Pace – differentiating the pace at which gifted and talented students are able to access and move through new material is vital to ensuring students are engaged and experiencing daily challenge. In order for teachers to differentiate pace, they need to be pre and formatively assessing to determine what students already know and how quickly they are grasping new knowledge, skills and conceptual understanding, with an aim to reduce the amount of unnecessary repetition and practice.
Degree of complexity – making a task more interconnected with other ideas can increase the rigour of the thinking required from students. We extend students when we ask them to think about multiple ideas and the connections between these ideas, rather than asking them to engage with one idea at a time. The SOLO Taxonomy (1982) is a good resource to assist with planning this type of learning, questioning and assessment, and teachers should aim for gifted and talented students to be consistently working in the top two areas (“Relational” and “Extended Abstract”).
Accelerative options – Extension, enrichment and the strategies listed above are important ways to plan appropriately challenging learning experiences for gifted and talented students, however accelerative options are equally important, if not more so. Accelerative options are any learning material that offers above-grade material or access to this material. For many gifted and talented students, there is only so much differentiation, extension and enrichment that is possible before they genuinely need to explore and learn above-level material. VanTassel-Baska and Stambaugh (2006) argue that accelerating content must be considered as a priority by teachers when planning learning experiences for gifted and talented students.

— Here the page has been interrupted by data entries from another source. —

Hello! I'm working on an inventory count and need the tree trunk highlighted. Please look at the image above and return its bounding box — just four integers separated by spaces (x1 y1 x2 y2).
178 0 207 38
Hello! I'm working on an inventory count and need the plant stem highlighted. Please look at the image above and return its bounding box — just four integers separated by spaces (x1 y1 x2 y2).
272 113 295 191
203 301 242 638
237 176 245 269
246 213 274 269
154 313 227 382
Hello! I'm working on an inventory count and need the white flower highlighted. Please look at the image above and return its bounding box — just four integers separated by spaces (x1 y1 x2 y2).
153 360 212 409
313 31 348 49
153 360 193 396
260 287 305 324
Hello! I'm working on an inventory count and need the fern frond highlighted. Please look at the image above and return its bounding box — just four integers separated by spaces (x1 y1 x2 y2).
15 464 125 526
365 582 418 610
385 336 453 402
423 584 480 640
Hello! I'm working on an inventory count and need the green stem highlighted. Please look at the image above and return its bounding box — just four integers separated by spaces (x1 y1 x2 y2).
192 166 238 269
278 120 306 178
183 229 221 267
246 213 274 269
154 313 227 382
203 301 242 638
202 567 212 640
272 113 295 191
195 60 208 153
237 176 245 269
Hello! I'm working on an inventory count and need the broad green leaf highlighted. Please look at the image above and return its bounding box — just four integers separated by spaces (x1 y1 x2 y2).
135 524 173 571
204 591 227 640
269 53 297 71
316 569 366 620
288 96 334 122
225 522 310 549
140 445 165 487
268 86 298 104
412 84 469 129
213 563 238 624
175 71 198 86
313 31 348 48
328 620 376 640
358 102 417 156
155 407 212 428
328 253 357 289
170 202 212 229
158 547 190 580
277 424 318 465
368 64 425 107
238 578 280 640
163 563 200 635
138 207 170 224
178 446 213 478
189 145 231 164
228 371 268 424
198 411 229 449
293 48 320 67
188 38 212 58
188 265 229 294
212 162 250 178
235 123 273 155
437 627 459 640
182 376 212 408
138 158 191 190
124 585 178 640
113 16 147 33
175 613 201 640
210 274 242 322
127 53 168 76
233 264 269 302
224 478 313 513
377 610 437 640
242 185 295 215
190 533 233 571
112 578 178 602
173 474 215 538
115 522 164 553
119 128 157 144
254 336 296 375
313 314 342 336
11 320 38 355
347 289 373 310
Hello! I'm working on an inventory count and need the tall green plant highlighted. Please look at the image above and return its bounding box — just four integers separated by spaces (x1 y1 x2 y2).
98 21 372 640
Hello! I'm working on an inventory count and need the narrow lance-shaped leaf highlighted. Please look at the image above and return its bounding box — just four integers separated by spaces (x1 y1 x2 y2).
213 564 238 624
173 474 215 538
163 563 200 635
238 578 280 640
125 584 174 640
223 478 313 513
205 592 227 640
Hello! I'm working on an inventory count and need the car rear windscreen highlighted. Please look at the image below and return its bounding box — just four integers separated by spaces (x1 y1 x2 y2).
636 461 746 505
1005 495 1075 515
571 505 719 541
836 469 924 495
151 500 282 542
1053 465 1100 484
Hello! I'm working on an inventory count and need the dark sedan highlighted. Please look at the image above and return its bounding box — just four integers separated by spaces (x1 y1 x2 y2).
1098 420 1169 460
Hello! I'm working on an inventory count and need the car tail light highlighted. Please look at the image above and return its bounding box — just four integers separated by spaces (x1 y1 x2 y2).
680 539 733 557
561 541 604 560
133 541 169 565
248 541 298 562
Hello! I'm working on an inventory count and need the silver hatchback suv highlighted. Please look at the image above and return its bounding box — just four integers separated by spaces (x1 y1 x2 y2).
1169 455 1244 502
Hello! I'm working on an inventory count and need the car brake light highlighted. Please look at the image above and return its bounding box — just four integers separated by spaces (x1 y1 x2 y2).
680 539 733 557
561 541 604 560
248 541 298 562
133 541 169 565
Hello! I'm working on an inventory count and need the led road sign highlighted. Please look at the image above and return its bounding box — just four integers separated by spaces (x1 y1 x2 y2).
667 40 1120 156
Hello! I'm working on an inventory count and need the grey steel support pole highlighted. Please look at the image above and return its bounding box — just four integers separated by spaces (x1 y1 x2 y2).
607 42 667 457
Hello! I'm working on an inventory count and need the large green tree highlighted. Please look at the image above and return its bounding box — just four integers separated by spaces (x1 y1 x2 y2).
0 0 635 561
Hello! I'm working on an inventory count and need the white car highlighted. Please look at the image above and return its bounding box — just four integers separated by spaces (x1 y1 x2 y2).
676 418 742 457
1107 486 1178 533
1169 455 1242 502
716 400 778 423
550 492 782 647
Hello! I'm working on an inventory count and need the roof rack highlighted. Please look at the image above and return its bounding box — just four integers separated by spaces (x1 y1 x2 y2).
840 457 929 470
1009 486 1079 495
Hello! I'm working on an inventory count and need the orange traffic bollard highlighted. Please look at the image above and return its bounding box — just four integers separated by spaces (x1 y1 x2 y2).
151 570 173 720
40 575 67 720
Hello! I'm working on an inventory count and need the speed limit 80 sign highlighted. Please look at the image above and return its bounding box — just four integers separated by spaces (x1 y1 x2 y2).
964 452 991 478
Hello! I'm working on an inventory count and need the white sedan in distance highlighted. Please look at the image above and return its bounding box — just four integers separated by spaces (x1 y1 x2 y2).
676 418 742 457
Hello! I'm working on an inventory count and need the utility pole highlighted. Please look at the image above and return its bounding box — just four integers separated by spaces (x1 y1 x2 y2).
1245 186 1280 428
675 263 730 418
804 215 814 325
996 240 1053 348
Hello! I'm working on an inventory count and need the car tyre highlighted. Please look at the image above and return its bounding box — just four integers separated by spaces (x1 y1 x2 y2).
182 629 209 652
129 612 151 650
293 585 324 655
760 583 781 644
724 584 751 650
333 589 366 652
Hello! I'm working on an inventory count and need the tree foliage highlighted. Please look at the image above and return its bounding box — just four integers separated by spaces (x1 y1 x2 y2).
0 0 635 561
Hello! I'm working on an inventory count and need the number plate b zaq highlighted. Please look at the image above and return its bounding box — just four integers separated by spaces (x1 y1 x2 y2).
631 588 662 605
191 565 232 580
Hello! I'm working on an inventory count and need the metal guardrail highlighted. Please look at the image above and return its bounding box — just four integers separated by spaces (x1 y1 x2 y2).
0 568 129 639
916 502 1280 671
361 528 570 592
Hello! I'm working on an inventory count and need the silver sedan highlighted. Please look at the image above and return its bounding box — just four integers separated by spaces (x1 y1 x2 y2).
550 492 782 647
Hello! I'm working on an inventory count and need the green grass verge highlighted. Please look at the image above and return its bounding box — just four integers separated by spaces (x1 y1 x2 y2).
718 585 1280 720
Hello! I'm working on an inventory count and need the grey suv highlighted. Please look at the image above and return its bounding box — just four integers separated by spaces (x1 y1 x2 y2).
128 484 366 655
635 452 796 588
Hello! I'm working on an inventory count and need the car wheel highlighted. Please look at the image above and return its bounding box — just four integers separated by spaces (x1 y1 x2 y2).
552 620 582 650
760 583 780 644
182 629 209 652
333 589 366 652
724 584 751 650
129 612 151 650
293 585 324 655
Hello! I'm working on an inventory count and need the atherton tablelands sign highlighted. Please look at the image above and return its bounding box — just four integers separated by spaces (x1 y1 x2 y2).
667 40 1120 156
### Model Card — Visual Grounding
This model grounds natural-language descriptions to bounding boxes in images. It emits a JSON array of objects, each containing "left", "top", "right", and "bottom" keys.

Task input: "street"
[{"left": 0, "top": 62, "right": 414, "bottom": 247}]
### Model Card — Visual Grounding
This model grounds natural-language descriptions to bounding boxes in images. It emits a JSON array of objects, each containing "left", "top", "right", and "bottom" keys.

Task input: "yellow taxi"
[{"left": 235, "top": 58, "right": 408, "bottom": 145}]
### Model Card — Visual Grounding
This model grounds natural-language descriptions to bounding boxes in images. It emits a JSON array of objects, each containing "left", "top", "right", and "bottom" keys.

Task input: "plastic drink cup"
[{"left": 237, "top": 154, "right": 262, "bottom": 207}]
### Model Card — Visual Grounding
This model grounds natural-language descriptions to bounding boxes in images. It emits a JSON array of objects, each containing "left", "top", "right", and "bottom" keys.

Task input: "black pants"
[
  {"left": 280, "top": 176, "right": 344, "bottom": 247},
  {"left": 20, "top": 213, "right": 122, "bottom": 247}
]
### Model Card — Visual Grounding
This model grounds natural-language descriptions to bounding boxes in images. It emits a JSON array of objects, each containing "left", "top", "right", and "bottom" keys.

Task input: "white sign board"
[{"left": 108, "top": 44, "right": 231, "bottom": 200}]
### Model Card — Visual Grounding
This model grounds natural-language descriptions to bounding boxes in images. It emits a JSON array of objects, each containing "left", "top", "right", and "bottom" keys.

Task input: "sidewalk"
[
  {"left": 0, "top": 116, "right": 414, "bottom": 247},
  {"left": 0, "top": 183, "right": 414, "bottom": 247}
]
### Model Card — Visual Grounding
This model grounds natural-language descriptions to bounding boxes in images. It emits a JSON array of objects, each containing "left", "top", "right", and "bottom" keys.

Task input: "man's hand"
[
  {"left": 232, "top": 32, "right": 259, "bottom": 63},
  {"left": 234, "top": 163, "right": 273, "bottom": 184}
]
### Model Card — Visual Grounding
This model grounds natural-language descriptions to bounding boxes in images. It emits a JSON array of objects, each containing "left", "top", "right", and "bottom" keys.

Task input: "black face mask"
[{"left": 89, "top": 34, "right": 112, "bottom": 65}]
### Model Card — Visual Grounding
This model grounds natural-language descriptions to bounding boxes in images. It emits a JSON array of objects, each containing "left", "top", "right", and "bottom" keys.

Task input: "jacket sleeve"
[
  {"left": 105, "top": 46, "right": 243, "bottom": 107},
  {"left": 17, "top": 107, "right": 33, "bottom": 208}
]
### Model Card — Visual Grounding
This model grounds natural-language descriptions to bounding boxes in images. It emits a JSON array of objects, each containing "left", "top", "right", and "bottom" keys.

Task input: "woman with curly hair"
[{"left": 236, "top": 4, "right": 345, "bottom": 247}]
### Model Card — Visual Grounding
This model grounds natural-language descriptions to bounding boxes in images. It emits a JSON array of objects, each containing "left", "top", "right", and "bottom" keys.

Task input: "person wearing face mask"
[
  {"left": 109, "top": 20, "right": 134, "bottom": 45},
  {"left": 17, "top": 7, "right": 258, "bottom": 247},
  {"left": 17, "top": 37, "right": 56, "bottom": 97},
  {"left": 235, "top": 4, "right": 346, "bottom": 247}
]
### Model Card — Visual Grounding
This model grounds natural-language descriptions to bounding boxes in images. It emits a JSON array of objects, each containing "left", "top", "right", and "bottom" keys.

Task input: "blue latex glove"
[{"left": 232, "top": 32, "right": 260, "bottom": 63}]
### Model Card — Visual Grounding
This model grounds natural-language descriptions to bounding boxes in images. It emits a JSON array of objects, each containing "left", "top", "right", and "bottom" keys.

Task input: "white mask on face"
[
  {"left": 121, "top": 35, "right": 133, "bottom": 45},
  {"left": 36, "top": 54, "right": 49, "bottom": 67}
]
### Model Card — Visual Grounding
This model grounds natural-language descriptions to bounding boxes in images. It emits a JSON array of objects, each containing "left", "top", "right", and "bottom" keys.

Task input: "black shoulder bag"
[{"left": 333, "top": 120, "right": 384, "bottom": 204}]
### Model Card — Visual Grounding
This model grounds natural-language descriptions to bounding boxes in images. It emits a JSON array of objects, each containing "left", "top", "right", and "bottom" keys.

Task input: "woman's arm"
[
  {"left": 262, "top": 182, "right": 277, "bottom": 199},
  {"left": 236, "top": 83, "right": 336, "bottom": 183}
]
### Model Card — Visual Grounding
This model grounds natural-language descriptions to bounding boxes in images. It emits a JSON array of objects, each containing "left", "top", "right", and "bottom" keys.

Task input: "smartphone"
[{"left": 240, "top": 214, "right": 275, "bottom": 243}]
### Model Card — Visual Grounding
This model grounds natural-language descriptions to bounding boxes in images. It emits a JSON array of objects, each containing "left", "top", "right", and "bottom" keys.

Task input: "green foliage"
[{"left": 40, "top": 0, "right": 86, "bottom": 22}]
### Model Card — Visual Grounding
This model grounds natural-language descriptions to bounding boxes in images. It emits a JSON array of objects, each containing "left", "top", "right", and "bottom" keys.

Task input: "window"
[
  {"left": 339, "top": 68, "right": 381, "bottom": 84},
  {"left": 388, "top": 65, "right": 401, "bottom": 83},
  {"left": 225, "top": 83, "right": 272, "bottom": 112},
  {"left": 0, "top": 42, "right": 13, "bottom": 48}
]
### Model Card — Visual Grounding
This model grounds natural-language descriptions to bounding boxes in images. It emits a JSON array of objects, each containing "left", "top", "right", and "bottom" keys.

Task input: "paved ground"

As teachers we need to ask if we have the information we need to measure the learning gain of our gifted and talented students. If we can’t measure learning gain, it is unlikely we are offering them daily challenge and may mean they are not learning at all, even if they seem to be achieving. To ensure we can measure learning gain, we need to design our pre assessments so that we can find out the point at which students do not know material. If a pre-assessment is too easy and students get every aspect correct, then we have not discovered a baseline from which to plan our teaching and we will not be able to measure learning gain if it occurs. We also need to ensure our summative assessments offer enough difficulty to assess the advanced learning that students have been accessing.
Implementing these strategies in no way implies that gifted and talented students deserve more than any other student. Rather, we are endeavouring to level the playing field for these students, to provide the same degree of challenge as other students experience each day at school, to foster the same ability to persevere with tasks that are difficult, to see themselves as learners, and to experience school as a place where learning occurs on a daily basis.
Biggs, J., and Collis, K. (1982). The SOLO Taxonomy. New York: Academic Press.
Bloom, B.S. (1956). Taxonomy of Educational Objectives, Handbook I: The Cognitive Domain. New York: Longmans, Green.
Davis, G.A., and Rimm, S,B. (2004). Education of the gifted and talented. University of Michigan: Pearson.
Rogers, K.B. (Fall, 2007). Lessons Learned About Educating the Gifted and Talented: A Synthesis of the Research on Educational Practice. Gifted Child Quarterly, 51(4), 382-396.
VanTassel-Baska, J., and Stambaugh, T. (2006) Comprehensive Curriculum for Gifted and Talented Learners, 3rd Edition. College of William and Mary: Pearson.